Friday, June 10, 2011

New England Spider Cake

      I like to think about how recipes got their start.  In this instance I wonder what inspired a cook hundreds of years ago to lean over the fireplace and pour heavy cream over her corn bread to create this incredibly light and layered cake.  Then again, this technique may have evolved from the practice of pouring milk over Indian puddings. 
     A spider is another term for a cast iron skillet.  Historically, spiders were raised on legs to be cooked over the hearth, flat bottomed stove topped versions came later.  Recipes for Spider Cake were first published in the late 1800's, requiring both a pre-heated skillet and sour milk.  I found this version in The Best American Recipes 2005-2006, it was originally printed in an article in the New York Times Magazine by Jonathan Reynolds.  What makes this cake so unique is the sweet layer of custard formed by the cup of heavy cream poured onto the batter right before baking. 
     I first made this cake in my 12 inch dutch oven, as you can see from the photo, the oven was too large for the batter to completely encompass the creamy layer.  The cake ended up with a browned center of custard, it was still delicious but not quite what I had hoped for.  Back to the drawing board.  I tried it again in my 10 inch camp oven with much better results.  You need to preheat your oven by melting the butter over a full spread of coals.  Once the butter is foaming, move the coals to a ring of 10 around the bottom then pour in the batter.  Carefully pour the heavy cream right into the center of the batter. Cover and bake with 18-20 coals on the lid.  After 20 minutes I moved some of the coals from the center of the lid to the outside, keep an eye on it as it browns quickly.   Top off this wonderful cake with a little butter and honey and you will see why this time honored recipe has been handed down through generations of cast iron cooks. 

Spider Cake
2 cups whole milk
4 teaspoons white vinegar
1 cup all-purpose flour
3/4 cup yellow cornmeal
3/4 cup sugar
1/2 teaspoon baking soda
1/2 teaspoon salt
2 eggs
2 tablespoons butter
1 cup heavy cream

     Lightly oil or spray a 10 inch dutch oven.
     Combine milk and vinegar in a bowl and set aside to sour.
     In another bowl, combine flour, cornmeal, sugar, baking soda and salt. Whisk eggs into the soured milk. Stir into dry ingredients and set batter aside.
     Melt butter in dutch oven over a full compliment of coals.  Once butter is foaming, move coals to a circle around the bottom of the oven.  Pour in the batter.  Pour cream into the center, cover and cook at 350 degrees for 35-40 minutes or until cake is golden brown.  Cake should be somewhat soft to the touch when done.  Slice into wedges and serve warm.

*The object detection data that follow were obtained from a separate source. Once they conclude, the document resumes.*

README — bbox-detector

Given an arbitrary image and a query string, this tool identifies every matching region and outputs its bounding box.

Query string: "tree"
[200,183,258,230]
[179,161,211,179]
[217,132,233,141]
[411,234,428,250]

Melt butter over a full compliment of coals

Pour batter over butter then carefully top with heavy cream

Cake was brown and soft to the touch after 30 minutes

Warm, sweet custard layer forms between cornbread

Open layer of custard in a 12 inch oven 


  1. Love the history and now I understand better why it's called "spider" cake.

  2. Being a 1 person household I halved this recipe and use my #8 cast iron skillet. It comes out perfectly and anyone that comes to visit is never happy with only one serving. In fact, I suspect some visitors come hoping there will be Spider Cake to go with the coffee. I only use pure maple syrup, to which I sometimes add a small amount of dark bourbon to the bottle as flavoring. Yesterday I was out of cornmeal, so I used some corn grits I had instead. Same deliciousness. I let the cake sit in the pan a bit before baking since the texture of the grits is coarser.